Writing workshops also have writing exercises, in this particular session the exercise was to close your eyes and hold hands (yes with everyone in the room) and say what you are experiencing. There were around 40 people in the room and each person said something – “I feel nervous.” “I feel anxious.” “I feel at peace.” “I feel honored.” and then – one – one of the new agey women in purple and teal flowy, silky clothing – “I feel light coming through.” She held two hands over her lower stomach. “I FEEL LIGHT SHINING OUT OF MY VAGINA! I feel my womb expanding with the universe.” She yelled, softening her voice at the end.


No more writing workshops for me!

I burst into laughter. I know that was totally not okay, but I could not help it.  Some might say my aversion and insensitivity to it, likely means it’s what I really need in my life, but I’m okay with my choice to not be the person with light shining out of my vagina.

I’m new age in my own way.  I’ve read plenty of new age-ish books and old age books that say very similar things. The older things, like myth and some Joseph Campbell and Marion Woodman make you work a little for the knowledge.  I like those because it’s almost as if it’s a secret – wanting to be unraveled.

Consciousness and enlightenment are not new age ideas.

Writing workshops go hand in hand with new age books, there is no book on the planet that will give you enlightenment or consciousness, it’s what you DO with the knowledge from the book that brings you consciousness. With writing it’s what you actually sit down and WRITE!

If I have to label myself, I’d say I’m REAL AGE. I’m becoming more aware of everything around me, but in a way that mimics how people have always done it, a vision quest, a hardship, digging yourself out of the dark, and appreciating the good times in life. Mixing the old age with the new age.  REAL AGE.

Writing workshops can also feel like a rip off. I personally have not come out of them with much more than I went in with, there is no accountability.  People don’t usually proclaim if you do this writing workshop and don’t like we’ll refund your money. There is no taking into account the different writing levels and experiences. It’s more like – pay me $300 and I’ll take you through some exercises that may or may not help you and then I’ll critique some of your work, which also may or may not help you, then you go away, unless you’d like to take another workshop.


Maybe I’ve just been attending the wrong workshops?

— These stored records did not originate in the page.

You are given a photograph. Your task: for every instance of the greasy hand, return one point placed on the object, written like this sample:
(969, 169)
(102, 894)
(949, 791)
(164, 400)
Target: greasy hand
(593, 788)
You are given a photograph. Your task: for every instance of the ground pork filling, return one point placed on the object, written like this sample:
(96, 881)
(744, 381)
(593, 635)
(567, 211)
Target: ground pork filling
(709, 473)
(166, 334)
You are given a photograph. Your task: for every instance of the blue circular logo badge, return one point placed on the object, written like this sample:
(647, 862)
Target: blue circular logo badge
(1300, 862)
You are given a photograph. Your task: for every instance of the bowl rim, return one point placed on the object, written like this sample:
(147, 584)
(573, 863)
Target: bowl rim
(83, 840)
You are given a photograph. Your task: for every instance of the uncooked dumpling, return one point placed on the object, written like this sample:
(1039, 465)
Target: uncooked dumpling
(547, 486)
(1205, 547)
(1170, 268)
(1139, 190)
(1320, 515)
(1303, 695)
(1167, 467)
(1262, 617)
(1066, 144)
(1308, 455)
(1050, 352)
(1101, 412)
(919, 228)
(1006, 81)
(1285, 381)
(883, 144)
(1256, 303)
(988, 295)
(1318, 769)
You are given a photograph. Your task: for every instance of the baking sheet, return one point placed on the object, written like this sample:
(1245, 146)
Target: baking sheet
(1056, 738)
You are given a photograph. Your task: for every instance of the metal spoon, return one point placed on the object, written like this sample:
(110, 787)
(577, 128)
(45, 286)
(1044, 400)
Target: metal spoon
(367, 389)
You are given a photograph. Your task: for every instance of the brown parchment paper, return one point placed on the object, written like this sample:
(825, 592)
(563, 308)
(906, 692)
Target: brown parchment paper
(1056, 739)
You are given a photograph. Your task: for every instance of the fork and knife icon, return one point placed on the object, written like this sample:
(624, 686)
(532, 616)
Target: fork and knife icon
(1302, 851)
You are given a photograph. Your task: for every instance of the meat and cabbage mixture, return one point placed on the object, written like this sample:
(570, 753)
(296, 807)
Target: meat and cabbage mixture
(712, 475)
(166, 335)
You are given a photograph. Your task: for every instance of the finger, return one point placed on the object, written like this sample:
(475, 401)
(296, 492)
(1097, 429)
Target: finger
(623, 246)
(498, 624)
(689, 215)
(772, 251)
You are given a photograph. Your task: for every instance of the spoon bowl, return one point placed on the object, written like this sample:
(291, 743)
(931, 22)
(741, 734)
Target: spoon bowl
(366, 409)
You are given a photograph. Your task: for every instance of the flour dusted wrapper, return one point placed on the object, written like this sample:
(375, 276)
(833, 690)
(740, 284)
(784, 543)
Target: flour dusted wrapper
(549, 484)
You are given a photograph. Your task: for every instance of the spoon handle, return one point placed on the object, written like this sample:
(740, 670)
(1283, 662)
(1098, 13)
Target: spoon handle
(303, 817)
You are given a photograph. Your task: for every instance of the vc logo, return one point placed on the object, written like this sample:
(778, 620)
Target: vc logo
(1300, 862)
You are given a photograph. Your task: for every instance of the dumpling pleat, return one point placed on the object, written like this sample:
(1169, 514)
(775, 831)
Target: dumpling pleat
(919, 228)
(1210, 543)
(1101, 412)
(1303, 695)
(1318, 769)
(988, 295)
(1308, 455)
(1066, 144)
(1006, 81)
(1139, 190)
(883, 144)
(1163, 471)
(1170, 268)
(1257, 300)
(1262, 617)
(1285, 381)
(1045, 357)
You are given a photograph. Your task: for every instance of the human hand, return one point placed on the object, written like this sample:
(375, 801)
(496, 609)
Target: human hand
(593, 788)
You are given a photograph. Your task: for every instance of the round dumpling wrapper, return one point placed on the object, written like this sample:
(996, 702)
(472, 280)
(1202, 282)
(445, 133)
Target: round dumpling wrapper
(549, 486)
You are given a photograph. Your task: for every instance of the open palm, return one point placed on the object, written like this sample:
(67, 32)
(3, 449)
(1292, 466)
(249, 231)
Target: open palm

So, while writing this I got it my head that I should develop a series of work sessions that work for me and maybe they’ll work for other people like me. Work sessions based on doing the work and being accountable to the work.  Creating a space for REAL AGE information. Things that cut to the chase, but still leave you with a sense of unraveling secrets.  A no holds barred session where you write on your own. JUST WRITE.

So that’s what I’m going to do.

I began writing this post a few days ago and today read this interesting article in the Times about how talk therapy is on the wane and writing workshops are on the rise. http://ow.ly/a3cKM

Who am I to be critical of a Times article?  I’m going to anyway. What I think is missing from the article is something important. Some people do need therapy and some writing teachers need therapy and should do that before they start writing or teaching, or they should do both. You can mess people up if you don’t know what you are doing when you are trying to walk the line on therapy versus not therapy.

We should all learn that we don’t need permission to articulate our feelings and thoughts – a good therapist will help you with that.  I’m not sure a writing teacher can do that.